Devon smallholders awarded £10,000 compensation over bitter fence row

Devon smallholders to receive £10,000 compensation over bitter fence row after neighbours complained that ‘car lights from their home office car park would shine directly into their bedroom’

  • Plans to convert a rural barn into office space led to a bitter neighbours’ dispute
  • Council planners rejected Andrew Fields’ plan at Bradford Farm, Tiverton, Devon
  • But it succeeded in getting permission on appeal from the Planning Inspectorate
  • Neighbours Michael and Sandra Blakemore put up a small fence blocking access
  • But the county court has ordered them to remove the fence and pay £10,000

A neighbours’ dispute over a small fence measuring only a few feet wide has been settled after the county court ordered it to be pulled down. 

Michael and Sandra Blakemore of Bradford Barn near Tiverton, Devon, erected the fence next to the property of neighbours Andrew and Anja Fields, of Bradford Farm, blocking off part of their access road. 

It followed a planning battle over Mr Fields’ application to transform an area of his smallholding into office space with associated parking – which Mr Blakemore claimed would cause car lights to shine directly into his bedroom window. 

The proposal was initially rejected by Mid Devon County Council (MDDC) in 2018 but gained approval on appeal to the Planning Inspectorate two years later. 

Following this, Mr Blakemore erected the fence in 2020, which restricts the right of way on to the site. 

A court has now concluded that Mr Blackmore had ‘no real prospect’ of successfully defending either the nuisance or breach of covenant claim and he was ordered to pay Mr Fields £10,000 as well as to remove the fence. 

Andy and Anja beside the fence erected by neighbours, which the county court has ordered to be removed


Before and after: The access road in 2016 (left) and in 2021 (right) with part of the right of way blocked by the fence

Speaking in 2018, Mr Blackmore said that car lights on parking space next to the proposed office would beam into his bedroom. 

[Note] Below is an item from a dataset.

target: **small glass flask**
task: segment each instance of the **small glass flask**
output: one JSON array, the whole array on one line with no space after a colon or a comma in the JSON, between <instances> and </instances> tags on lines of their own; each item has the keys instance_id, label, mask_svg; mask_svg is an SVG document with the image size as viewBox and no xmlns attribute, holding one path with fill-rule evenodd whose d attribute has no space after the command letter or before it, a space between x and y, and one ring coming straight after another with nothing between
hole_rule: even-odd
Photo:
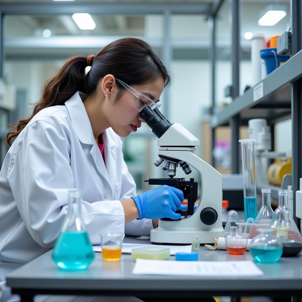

He told MDDC’s planning committee that the size of the property was ‘too large’ and questioned how the ‘existing amenity and privacy can be protected’.

He also complained that the beekeeping group would use a ‘shipping container’ on the site which had been used to store chemicals.

However, the row escalated when Mr Blackmore erected a fence in 2020, which Mr Field’s agent said was ‘placed deliberately and maliciously to block a well established access on my client’s property, intended solely to create a dangerous hazard at the entrance to Bradford Farm’. 

Mr Fields described his neighbour’s complaints in previous MDDC meetings.

He said: ‘Mr Blackmore has complained that I host the Mid Devon Bees beekeeping club and requested that the beehives were removed; they weren’t.

‘He complained that last year I dug a lake that was given a government grant and approved by the Environment Agency and the Devon Wildlife Trust.’ 

Talking about the fence, he said that his neighbours had signed an agreement not to create a nuisance or erect a fence on the farm’s boundary.

After the barrier appeared in 2020, Mr Fields complained and took the matter to court, which found the fence was illegal.

Mr Fields added: ‘All Anja and I are doing is simply getting on with our lives, turning our smallholding into a nature reserve.’

Andrew and Anja Fields won their case in the county court last month, regarding an obstruction of a right of way on the road between Tiverton and Uplowman


A map shows Bradford Farm and neighbouring Bradford Barn, along with a site map for the proposed office conversion and parking

After the court order to remove the fence last month, Mr Fields says he wanted to ‘set the record straight’.

He said: ‘In 2020 all planning permissions were immediately granted at government level.

‘It was concluded in the hearing that this should have been the conclusion in the first instance from MDDC, however it cost me £25,000 in unnecessary costs and hours of wasted council time to get to this conclusion.’